Ceux qui ont habitué leur esprit à se plaire aux exercices spirituels seront transmués et ne seront pas anéantis par la pureté et la gloire transcendante du ciel. On peut être versé dans les arts, être un familier de la science, exceller en musique et en lettres, savoir tenir sa place dans un salon, mais à quoi cela sert-il à ceux qui se préparent pour le ciel? Cela sera-t-il de quelque utilité lorsqu’il faudra se tenir devant le tribunal de Dieu?

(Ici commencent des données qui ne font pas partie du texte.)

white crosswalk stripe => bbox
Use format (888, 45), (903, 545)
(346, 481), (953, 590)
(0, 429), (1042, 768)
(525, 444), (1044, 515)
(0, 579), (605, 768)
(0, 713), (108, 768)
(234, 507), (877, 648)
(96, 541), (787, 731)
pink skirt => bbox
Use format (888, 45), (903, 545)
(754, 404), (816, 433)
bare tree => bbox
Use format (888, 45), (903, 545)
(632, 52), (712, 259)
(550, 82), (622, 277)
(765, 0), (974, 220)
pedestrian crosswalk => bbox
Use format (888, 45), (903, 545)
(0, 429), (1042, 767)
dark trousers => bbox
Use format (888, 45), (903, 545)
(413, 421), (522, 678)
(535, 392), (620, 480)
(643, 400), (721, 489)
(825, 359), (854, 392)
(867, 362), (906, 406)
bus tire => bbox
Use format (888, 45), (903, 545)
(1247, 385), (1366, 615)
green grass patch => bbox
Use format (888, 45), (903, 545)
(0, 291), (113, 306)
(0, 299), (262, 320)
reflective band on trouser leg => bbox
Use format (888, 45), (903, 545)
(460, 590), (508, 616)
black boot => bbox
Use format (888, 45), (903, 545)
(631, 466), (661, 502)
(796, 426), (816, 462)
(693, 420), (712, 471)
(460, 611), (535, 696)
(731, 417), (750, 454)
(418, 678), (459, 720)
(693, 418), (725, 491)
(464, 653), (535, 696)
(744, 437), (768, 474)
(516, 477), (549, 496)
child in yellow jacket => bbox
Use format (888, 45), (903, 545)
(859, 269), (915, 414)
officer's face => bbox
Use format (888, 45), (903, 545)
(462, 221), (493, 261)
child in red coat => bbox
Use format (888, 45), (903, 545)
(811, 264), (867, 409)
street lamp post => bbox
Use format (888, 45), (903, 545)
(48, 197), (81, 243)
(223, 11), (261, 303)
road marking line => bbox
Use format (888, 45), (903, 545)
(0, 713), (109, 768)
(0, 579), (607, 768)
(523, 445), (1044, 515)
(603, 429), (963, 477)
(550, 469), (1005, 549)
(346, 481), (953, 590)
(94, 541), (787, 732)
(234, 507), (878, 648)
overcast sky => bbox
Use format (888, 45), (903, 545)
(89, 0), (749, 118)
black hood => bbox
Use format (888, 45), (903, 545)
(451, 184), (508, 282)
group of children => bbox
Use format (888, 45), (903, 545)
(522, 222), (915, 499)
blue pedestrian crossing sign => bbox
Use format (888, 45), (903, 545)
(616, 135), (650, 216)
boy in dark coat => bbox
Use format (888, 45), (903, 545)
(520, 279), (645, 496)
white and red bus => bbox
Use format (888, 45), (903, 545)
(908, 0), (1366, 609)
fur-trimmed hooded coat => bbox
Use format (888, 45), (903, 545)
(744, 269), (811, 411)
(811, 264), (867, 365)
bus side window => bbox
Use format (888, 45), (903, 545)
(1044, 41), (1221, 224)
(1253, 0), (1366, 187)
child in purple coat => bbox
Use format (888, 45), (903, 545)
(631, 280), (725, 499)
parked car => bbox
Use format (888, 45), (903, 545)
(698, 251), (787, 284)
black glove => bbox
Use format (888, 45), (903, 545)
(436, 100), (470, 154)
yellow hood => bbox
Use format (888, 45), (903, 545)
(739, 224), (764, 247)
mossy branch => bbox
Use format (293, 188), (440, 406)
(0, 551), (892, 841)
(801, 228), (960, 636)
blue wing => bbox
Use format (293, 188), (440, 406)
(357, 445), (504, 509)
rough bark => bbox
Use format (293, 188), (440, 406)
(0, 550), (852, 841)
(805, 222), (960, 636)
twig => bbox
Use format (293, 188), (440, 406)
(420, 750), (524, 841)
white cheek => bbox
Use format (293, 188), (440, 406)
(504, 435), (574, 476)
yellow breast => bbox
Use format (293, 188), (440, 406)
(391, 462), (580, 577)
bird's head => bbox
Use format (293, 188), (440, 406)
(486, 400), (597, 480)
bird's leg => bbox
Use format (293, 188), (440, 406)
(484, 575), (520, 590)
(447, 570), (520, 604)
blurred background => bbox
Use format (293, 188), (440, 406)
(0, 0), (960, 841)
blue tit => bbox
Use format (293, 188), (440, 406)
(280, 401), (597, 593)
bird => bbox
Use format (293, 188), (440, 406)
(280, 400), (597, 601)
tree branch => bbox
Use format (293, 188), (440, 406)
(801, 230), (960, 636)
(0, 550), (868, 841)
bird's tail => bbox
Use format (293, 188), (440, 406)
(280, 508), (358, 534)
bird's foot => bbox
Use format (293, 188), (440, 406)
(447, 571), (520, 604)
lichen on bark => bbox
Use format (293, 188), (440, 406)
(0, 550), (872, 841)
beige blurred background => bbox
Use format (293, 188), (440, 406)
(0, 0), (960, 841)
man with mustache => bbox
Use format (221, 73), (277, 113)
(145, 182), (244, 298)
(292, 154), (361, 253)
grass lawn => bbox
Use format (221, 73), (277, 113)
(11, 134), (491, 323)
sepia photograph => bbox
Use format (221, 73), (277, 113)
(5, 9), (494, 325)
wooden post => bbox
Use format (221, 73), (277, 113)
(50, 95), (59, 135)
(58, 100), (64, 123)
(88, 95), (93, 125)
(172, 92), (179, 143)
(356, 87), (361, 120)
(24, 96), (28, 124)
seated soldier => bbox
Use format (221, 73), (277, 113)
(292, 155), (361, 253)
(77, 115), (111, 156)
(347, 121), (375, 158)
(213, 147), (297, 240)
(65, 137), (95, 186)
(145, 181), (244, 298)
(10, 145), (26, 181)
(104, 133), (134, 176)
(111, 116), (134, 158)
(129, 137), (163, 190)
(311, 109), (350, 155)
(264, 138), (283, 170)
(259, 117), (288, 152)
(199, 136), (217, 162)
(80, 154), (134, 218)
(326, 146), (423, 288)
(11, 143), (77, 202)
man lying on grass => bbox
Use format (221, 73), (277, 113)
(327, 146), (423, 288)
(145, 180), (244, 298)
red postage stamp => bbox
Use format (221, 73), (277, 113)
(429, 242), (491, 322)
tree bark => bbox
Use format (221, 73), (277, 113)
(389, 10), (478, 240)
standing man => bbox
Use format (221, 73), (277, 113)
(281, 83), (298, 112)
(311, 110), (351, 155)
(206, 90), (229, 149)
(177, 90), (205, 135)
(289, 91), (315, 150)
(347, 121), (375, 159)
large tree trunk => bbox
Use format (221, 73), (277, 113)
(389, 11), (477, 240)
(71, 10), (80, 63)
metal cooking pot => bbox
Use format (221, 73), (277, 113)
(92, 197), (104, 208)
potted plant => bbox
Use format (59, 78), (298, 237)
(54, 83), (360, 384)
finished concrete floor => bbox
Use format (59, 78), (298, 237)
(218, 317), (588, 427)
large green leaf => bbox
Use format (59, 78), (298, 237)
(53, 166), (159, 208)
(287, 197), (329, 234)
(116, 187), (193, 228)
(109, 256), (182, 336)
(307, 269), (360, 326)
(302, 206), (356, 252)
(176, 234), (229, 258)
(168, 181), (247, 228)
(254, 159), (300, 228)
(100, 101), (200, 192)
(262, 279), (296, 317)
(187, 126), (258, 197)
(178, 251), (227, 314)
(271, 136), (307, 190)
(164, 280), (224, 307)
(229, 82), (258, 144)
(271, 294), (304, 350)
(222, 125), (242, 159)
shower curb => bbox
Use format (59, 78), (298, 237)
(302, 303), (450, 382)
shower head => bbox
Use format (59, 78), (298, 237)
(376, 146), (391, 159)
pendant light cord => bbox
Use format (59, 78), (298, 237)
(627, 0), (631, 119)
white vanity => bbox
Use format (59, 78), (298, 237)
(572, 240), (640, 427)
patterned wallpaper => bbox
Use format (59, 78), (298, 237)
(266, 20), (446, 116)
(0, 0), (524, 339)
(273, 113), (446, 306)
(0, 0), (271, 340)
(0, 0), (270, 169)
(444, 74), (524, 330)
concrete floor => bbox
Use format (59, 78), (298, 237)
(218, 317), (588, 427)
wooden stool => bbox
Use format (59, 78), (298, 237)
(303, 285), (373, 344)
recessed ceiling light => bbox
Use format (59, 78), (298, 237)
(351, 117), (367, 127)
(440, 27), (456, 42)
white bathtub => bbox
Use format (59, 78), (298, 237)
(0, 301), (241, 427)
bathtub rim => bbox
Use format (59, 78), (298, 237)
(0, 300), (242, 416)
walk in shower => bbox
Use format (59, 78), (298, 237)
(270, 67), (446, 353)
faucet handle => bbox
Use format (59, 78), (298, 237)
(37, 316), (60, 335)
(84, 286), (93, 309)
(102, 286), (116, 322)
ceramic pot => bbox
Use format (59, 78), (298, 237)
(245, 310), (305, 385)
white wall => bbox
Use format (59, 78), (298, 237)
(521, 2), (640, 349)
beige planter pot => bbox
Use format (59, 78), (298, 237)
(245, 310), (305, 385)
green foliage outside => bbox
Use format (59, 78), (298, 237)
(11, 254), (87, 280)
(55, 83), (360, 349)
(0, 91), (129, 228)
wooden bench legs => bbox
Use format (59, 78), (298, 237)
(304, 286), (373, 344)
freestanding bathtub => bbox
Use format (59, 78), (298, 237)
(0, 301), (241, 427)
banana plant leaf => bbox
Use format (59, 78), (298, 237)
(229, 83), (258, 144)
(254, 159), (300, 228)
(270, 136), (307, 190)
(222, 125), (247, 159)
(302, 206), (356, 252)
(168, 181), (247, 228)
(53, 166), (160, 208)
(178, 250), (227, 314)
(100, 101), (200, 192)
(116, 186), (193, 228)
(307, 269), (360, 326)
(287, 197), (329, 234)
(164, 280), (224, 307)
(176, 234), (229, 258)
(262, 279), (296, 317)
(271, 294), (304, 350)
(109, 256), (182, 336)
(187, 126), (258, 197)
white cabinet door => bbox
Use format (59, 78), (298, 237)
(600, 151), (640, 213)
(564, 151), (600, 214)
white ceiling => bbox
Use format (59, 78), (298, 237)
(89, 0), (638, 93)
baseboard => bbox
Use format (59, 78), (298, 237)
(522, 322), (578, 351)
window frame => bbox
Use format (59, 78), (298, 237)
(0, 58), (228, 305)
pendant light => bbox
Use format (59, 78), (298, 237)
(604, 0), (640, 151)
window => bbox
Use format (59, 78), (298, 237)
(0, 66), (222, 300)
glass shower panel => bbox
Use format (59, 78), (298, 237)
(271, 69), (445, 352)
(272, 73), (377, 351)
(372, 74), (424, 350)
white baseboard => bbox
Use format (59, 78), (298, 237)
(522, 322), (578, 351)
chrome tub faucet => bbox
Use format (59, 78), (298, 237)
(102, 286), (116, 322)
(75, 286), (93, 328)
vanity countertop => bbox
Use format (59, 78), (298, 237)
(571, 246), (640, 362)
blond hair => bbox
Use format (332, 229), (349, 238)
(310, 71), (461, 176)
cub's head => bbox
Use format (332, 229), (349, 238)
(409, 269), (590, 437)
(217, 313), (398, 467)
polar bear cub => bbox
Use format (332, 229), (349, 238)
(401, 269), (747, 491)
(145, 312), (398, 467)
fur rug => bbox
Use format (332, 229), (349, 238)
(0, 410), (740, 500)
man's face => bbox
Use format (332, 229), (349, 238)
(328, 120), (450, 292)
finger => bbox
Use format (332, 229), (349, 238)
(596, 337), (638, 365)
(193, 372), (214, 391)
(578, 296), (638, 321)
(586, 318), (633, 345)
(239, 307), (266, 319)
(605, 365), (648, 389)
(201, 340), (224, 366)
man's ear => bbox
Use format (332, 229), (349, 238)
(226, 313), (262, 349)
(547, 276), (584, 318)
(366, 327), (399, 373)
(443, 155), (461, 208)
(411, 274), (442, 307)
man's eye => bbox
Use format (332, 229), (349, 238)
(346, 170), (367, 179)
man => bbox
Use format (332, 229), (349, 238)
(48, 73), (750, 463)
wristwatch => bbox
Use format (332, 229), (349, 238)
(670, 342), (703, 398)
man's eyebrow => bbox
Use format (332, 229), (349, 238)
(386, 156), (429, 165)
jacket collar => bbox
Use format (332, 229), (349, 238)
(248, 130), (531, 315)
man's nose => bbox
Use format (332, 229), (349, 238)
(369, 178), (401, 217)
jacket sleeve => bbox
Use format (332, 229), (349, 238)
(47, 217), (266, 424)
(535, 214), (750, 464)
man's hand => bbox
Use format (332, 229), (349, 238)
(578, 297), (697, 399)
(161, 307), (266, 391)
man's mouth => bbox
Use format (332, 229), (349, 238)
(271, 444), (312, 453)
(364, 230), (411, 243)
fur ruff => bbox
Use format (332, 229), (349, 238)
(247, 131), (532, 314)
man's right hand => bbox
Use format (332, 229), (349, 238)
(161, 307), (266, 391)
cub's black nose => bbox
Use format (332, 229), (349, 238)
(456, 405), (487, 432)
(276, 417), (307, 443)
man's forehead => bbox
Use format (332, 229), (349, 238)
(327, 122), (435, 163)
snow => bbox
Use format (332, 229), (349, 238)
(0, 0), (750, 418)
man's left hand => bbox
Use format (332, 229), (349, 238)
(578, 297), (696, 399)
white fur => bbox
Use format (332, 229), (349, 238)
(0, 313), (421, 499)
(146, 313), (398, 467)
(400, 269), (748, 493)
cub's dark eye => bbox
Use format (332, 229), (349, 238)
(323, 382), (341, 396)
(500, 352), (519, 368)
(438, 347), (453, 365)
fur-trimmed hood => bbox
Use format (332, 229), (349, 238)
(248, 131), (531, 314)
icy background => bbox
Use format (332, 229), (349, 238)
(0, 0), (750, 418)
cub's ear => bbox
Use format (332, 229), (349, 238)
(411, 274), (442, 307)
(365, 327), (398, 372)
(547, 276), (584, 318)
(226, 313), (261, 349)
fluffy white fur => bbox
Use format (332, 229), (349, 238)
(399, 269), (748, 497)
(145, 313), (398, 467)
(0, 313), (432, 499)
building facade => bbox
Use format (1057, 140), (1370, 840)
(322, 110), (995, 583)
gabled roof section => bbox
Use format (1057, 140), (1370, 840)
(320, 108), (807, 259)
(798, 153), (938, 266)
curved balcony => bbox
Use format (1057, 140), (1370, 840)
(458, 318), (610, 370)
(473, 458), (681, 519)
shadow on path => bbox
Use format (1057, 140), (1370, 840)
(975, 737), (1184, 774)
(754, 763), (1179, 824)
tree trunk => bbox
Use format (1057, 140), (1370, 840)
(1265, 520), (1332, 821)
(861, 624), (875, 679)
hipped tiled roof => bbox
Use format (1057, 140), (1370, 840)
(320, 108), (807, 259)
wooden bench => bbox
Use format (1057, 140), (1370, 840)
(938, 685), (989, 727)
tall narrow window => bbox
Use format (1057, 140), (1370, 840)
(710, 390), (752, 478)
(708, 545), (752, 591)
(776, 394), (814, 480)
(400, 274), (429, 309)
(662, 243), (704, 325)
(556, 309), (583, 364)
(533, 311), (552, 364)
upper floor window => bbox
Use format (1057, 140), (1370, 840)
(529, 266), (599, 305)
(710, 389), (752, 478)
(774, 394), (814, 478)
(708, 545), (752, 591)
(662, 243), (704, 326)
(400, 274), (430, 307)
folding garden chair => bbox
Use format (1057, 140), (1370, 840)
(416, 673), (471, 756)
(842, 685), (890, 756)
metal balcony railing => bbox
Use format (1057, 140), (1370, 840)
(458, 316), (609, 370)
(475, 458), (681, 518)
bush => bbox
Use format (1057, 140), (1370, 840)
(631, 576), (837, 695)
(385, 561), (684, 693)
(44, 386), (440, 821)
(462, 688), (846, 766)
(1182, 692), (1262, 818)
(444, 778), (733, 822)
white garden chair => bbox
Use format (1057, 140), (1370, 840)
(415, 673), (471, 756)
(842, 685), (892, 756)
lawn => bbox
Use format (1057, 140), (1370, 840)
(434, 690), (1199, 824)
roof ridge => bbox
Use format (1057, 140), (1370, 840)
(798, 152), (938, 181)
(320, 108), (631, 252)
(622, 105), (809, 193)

Ne t’y trompe pas: on ne se moque pas de Dieu. Seule, la sanctification te préparera pour le ciel. Seule, une piété sincère, procédant de l’expérience, peut te donner un caractère pur et élevé et te permettre de te présenter devant Dieu, qui habite une lumière inaccessible. Le caractère que nous aurons dans le ciel doit s’acquérir sur la terre, car il ne peut s’obtenir nulle part ailleurs. C’est pourquoi il te faut commencer immédiatement. Ne te berce pas de l’illusion qu’un jour viendra où tu pourras t’y efforcer plus aisément que maintenant. Chaque jour augmente la distance entre Dieu et toi. Prépare-toi pour l’éternité avec un zèle que tu n’as encore jamais connu. Exerce ton esprit à aimer la Bible, les réunions de prière, l’heure de la méditation, et par-dessus tout le moment où l’âme communie seule avec Dieu. Aie dès ici-bas l’esprit du ciel, si tu veux un jour unir ta voix au chœur céleste.
Une nouvelle année commence pour toi aujourd’hui. L’ange tourne une nouvelle page de son livre. Qu’y inscrirat-il? Négligeras-tu Dieu, ne rempliras-tu pas tes devoirs? Dieu veuille que non, que la page du livre céleste contienne un récit dont tu n’auras pas honte lorsqu’il sera lu aux hommes et aux anges.
Greenville, Michigan, 27 juillet 1868.